Les adultes émergents : L’âge intermédiaire
Débutant en 1995, le psychologue Jeffrey Jensen Arnett, PhD, a interviewé 300 jeunes âgés de 18 à 29 ans dans des villes du pays pendant cinq ans, leur posant des questions sur ce qu’ils voulaient de la vie.
Malgré des différences marquées dans leurs milieux sociaux et leurs perspectives économiques probables, Arnett a été frappé par les réponses similaires qu’il a entendues de la part de ses jeunes répondants.
Ils partageaient la perception d’un « sentiment d’entre-deux » – se sachant dégagés des luttes de l’adolescence et commençant à se sentir responsables d’eux-mêmes, mais toujours étroitement liés à leurs parents et à leur famille.
Ils ont également déclaré réfléchir à leur identité personnelle, un thème qui a surpris Arnett, qui pensait que la plupart d’entre eux auraient réglé cette question à l’adolescence.
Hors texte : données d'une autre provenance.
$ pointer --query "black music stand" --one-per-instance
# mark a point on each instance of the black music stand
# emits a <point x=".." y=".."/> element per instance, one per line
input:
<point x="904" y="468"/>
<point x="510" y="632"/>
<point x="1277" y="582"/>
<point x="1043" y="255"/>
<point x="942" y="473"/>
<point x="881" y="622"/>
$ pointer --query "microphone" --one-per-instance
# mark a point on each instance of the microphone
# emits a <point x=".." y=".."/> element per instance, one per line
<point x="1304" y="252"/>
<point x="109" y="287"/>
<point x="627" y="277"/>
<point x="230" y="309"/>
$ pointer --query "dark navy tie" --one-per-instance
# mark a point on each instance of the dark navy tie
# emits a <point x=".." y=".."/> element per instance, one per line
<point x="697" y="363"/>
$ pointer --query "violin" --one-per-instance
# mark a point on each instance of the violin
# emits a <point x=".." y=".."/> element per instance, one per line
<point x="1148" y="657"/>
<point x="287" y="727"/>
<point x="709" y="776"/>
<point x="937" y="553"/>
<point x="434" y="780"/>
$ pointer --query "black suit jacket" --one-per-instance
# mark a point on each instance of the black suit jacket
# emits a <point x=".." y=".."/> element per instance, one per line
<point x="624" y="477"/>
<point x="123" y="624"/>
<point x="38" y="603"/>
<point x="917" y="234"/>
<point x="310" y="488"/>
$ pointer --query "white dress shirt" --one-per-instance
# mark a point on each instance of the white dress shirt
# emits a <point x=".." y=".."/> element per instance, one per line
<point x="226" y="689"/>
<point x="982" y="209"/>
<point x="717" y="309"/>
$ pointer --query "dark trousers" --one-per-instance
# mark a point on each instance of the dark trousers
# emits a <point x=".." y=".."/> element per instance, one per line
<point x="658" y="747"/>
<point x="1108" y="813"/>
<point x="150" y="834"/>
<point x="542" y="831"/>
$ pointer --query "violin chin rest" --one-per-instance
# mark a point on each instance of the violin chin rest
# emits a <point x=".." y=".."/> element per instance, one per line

Travaillant à partir de ces entretiens et examinant les grands indicateurs démographiques, Arnett a proposé une nouvelle période de développement de la vie qu’il appelle « l’âge adulte émergent ».
Arnett, professeur de psychologie à l’Université Clark, qui enseigne actuellement en tant que chercheur Fulbright à l’Université de Copenhague au Danemark, a inventé ce terme dans son livre « Emerging Adulthood : The Winding Road From the Late Teens Though the Twenties » (Oxford University Press, 2004).
Il décrit l’âge adulte émergent comme la période allant de la fin de l’adolescence aux responsabilités du jeune adulte que sont un emploi stable, le mariage et la parentalité et en a fait le sujet d’un nouveau livre de l’APA, « Emerging Adults in America : Coming of Age in the 21st Century », coédité avec Jennifer Lynn Tanner, PhD.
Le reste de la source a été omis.